Çin'de başlayıp tüm dünyayı etkisi altına alan koronavirüsünün yayılmaması için ülkemizde bir dizi tedbirler alındı. Hükümetin aldığı tedbirler arasında 65 yaş üzeri ve 20 yaş altı insanların sokaklara çıkması yasaklanırken, restoran, kafe, alışveriş merkezleri de kapatıldı. 40 gündür devam eden önlemlere bir de hafta sonları sokağa çıkma yasağı eklenince, vatandaşlar sağlıkları için evlerinden dışarı çıkamaz hale geldi. Virüs günlerinde sokağın nabzını tutmaya devam eden Egeli SABAH, evinde kalarak kendini izole eden İzmirlilerin sesine kulak verdi. Kimi yaşlı vatandaş torununu olan özlemi dile getirirken kimi sağlık çalışanı da bu zorlu dönemde evladından ayrı kalmanın üzüntüsünü yaşıyor.
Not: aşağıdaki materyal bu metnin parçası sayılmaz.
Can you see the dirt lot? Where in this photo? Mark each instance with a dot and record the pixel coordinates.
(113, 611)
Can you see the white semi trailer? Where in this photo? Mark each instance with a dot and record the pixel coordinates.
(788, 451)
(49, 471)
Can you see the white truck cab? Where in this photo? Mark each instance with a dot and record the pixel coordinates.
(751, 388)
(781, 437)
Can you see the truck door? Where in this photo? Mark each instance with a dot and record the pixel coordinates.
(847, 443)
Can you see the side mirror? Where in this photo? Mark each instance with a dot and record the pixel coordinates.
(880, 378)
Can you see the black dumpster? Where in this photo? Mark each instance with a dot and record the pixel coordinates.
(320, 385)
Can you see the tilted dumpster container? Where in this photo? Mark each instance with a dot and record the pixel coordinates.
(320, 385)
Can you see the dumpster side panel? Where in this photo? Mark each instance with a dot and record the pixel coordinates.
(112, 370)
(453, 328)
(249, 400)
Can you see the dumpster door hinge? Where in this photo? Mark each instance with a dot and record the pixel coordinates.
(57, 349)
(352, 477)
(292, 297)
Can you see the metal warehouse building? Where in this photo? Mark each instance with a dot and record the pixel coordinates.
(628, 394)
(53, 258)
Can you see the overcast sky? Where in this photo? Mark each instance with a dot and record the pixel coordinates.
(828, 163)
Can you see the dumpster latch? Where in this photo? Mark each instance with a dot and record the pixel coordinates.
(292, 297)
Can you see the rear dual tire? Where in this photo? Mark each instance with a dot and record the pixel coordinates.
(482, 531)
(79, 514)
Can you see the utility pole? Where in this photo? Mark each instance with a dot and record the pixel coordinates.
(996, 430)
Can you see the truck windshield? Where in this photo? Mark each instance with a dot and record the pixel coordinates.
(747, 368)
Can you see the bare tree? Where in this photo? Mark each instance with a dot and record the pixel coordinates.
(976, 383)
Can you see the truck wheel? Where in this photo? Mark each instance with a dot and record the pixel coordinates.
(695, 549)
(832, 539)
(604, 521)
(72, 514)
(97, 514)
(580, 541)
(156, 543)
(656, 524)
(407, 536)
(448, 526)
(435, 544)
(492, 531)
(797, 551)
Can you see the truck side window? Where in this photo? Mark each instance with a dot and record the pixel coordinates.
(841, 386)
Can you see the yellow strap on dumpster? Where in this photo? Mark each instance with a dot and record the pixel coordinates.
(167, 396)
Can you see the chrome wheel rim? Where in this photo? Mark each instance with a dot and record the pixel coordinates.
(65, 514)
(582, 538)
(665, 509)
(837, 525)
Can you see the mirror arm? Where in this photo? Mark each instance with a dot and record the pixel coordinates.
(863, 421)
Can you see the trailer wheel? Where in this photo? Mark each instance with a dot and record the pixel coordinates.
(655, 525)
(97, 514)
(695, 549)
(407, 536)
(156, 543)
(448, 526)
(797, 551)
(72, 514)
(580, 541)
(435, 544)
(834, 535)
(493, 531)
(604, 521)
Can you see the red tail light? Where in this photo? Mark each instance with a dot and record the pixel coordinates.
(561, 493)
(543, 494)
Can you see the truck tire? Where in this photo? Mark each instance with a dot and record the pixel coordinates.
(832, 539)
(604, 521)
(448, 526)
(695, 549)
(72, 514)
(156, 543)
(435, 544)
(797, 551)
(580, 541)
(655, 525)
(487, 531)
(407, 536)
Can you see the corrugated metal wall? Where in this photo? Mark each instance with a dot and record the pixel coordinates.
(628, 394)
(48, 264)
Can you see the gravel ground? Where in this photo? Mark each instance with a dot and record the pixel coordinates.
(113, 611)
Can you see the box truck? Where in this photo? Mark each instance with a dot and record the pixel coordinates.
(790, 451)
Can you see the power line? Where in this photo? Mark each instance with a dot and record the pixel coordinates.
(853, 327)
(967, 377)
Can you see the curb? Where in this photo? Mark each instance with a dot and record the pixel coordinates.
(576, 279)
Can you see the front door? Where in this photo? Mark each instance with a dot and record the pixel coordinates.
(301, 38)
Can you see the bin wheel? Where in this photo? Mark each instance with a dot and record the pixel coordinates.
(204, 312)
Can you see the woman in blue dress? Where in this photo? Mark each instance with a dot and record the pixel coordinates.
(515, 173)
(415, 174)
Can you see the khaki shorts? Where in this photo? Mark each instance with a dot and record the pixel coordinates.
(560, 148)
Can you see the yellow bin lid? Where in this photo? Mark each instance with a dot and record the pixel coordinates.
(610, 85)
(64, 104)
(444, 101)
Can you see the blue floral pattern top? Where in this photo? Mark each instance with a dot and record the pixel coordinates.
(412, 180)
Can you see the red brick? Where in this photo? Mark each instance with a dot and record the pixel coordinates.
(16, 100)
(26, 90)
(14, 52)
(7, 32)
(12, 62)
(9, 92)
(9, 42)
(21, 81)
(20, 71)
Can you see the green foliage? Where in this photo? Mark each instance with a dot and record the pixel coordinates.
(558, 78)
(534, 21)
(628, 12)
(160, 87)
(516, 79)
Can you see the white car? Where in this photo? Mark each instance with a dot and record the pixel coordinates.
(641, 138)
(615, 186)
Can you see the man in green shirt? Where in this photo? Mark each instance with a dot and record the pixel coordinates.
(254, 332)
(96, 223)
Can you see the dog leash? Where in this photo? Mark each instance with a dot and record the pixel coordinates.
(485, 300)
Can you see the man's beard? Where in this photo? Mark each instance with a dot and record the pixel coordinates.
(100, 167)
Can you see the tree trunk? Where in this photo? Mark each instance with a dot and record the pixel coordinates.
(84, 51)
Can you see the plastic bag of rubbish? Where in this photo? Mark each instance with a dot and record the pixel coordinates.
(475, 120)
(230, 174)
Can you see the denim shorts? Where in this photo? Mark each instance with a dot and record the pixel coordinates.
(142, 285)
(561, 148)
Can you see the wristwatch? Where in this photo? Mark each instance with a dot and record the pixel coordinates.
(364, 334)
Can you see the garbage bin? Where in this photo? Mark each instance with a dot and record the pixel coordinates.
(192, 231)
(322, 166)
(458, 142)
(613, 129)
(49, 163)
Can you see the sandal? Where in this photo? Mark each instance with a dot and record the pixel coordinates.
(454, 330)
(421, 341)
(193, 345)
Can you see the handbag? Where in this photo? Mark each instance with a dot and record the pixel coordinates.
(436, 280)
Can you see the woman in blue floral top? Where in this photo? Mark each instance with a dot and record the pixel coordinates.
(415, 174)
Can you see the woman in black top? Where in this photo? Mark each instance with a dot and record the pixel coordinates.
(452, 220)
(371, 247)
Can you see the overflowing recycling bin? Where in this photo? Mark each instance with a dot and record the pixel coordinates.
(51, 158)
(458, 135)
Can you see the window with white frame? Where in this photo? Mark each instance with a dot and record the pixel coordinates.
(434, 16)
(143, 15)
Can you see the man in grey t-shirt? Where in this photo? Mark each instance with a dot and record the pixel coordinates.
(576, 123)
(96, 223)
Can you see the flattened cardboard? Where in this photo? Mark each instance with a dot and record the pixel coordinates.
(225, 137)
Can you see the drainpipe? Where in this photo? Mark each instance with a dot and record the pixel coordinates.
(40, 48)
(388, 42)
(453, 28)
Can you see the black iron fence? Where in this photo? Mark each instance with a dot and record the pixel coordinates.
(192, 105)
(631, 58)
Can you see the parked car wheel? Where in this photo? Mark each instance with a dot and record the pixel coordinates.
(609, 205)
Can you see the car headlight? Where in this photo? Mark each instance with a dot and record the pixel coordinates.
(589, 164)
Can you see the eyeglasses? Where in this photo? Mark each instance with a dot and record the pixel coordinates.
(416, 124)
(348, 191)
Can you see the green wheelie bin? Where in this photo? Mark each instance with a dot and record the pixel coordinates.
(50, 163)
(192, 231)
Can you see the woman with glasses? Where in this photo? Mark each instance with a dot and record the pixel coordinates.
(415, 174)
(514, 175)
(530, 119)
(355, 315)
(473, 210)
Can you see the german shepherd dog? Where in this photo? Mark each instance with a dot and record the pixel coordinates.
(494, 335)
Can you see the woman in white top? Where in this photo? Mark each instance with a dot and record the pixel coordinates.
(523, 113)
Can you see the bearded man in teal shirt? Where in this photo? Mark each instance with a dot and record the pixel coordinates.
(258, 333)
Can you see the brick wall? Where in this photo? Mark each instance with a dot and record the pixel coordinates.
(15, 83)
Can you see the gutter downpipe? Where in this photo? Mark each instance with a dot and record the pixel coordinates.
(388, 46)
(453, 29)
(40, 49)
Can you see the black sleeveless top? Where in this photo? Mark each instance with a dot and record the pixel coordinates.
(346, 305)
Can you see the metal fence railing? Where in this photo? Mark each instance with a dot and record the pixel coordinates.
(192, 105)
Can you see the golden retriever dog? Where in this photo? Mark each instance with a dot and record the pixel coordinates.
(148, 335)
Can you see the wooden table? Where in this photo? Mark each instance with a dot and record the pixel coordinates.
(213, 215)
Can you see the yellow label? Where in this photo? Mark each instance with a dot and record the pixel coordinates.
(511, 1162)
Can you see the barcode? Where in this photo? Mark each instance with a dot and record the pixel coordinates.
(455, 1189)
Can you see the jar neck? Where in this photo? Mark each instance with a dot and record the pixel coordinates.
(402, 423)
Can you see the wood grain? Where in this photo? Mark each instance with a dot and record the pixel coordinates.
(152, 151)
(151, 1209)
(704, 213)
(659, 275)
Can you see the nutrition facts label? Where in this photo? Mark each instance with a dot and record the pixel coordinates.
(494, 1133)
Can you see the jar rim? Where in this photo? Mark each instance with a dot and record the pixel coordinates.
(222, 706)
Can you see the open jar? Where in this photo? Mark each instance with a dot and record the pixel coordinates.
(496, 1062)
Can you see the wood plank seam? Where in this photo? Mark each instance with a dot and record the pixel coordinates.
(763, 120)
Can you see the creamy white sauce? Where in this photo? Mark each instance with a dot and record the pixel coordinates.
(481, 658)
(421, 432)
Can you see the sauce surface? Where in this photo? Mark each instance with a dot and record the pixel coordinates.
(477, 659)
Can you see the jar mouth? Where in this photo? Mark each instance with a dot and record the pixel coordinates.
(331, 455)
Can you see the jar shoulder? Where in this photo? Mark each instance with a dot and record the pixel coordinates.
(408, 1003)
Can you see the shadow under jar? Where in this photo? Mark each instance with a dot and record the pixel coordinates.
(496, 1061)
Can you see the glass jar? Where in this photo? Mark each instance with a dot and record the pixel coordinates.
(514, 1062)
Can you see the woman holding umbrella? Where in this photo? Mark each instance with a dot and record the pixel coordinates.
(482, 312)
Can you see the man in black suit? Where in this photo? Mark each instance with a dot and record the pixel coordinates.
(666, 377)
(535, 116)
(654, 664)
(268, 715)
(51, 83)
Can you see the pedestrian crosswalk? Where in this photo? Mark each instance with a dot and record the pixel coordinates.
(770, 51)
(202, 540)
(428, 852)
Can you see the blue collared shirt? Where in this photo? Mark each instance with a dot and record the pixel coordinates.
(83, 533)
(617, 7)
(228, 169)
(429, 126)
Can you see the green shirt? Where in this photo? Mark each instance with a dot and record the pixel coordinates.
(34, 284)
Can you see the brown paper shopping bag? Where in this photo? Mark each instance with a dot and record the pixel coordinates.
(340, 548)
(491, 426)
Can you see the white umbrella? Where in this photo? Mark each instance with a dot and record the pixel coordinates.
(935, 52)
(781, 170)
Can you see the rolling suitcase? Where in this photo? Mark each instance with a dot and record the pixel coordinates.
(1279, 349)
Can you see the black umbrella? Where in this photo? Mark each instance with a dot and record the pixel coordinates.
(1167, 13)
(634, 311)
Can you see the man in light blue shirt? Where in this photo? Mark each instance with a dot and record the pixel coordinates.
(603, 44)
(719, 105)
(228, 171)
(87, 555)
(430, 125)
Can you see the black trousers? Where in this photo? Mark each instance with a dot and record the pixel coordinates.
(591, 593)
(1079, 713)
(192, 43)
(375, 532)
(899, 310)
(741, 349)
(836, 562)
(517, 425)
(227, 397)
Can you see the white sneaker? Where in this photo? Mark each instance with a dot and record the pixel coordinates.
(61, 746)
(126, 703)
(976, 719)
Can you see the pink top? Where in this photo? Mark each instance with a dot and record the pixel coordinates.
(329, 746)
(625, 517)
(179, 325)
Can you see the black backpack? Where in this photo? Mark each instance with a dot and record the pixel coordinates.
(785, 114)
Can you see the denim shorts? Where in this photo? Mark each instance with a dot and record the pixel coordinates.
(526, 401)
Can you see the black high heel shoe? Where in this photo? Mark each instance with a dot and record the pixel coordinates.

Bu zor dönemin vatandaşın sağduyusu ile biteceğini dile getiren İzmirliler, "Her şeyin başı sağlık" diyor.
ANNEDEN OĞLUNA MASAL
BOZKAYA Eğitim ve Araştırma Hastanesi'nde Acil Servis Hemşire Sorumlusu Nurcan Doğan, koronavirüs yüzünden eşinden ve oğlundan ayrı bir dönem yaşıyor. Kendisi mesai bitimi Bornova'daki evine giderken, eşi Erkan Doğan ve oğlu Kerem da Kemalpaşa'daki köy evlerinde kalıyor. Sağlık için evleri ayırdıklarını ifade eden Erkan Doğan, "Olağanüstü bir dönemden geçiyoruz. Eşim hastanede çalıştığı için ayrı kalıyoruz. Tabi özlem duyuyoruz ama sağlık her şeyin başında geliyor. Eşim, oğlum Kerem ile telefonla görüşüyor. Ona yatmadan masal okuyor. Ailecek virüsün bitmesini bekliyoruz" diye konuştu.
TORUN HASRETİ BİR BAŞKA
DEVLETIN korona virüs tedbirlerine uyduklarını ve güzel günleri beklediklerini belirten 65 yaşındaki Mustafa Uygun ve eşi Aliye Uygun, "Belki bir aydan fazla oldu. Evimizden dışarı çıkmıyoruz. Devletimiz korona virüsün yayılmaması için tüm tedbirleri aldığını biliyoruz. Biz de üzerimize düşeni yapıyoruz. Ama havalar ısındıkça bu zor oluyor. Sağlık her şeyden önce geldiğinin de farkındayız. En zor olan ise torun sevgisi. Torunumuz Beren'i öpmeyi ona sarılmayı ve onunla dışarıda gezmeyi özledik. Sık sık telefonla görüntülü konuşuyoruz. İnşallah en kısa sürede bu virüs biter ve eski hayatımıza devam ederiz" dedi.
AYRI EVLERDE AYNI ÖZLEM
BORNOVA'DA oturan Hasan Delibaşer, "Ailecek zaman geçirmeyi özledik. Eşim Yeşilyurt Devlet Hastanesi'nde yoğun bakım hemşiresi. Korona virüs salgını başladığından beri neredeyse evleri ayırdık. Zaten 5 yaşındaki oğlumuz anneannesinde kalıyor. Onu korumak için ayrı kalıyoruz. Biz de evimizde sosyal mesafeyi koruyarak yaşıyoruz. Ben de esnaf olduğum için çalışıyorum. Devletimizin koymuş olduğu tedbirleri yerine getiriyoruz. Şu kötü günler geçsin de yine ailece piknik yapalım ve birlikte olalım" dedi.
BU EVDE BOŞ DURMAK YOK
SARNIÇ'TA oturan Pakize-Müminali Gürses çifti de, karantina günlerini torunları İnci, Ece ve Eda ile daha çok vakit harcayarak geçiriyor. Evde kal çağrısında bulunan Pakize Gürses, "Okulların kapalı olmasıyla torunlarla daha çok vakit geçiriyoruz. Kimi zaman kitap okuyor, kimi zaman çiçekleri suluyor kimi zaman da oyunlar oynuyoruz. Virüsün bitmesiyle hep birlikte pikniğe gideceğiz" diyor.
'OKULU ÖZLEDİM'
11 yaşındaki beşinci sınıf öğrencisi Eylül Yüksel, "En çok okulumu, öğretmenlerimi ve tabi ki arkadaşlarımı özledim. Evde bu kadar uzun kalınca okulun kıymetini daha iyi anladım. Okulda arkadaşlarımla vakit geçirmeyi özledim" ifadesini kullandı.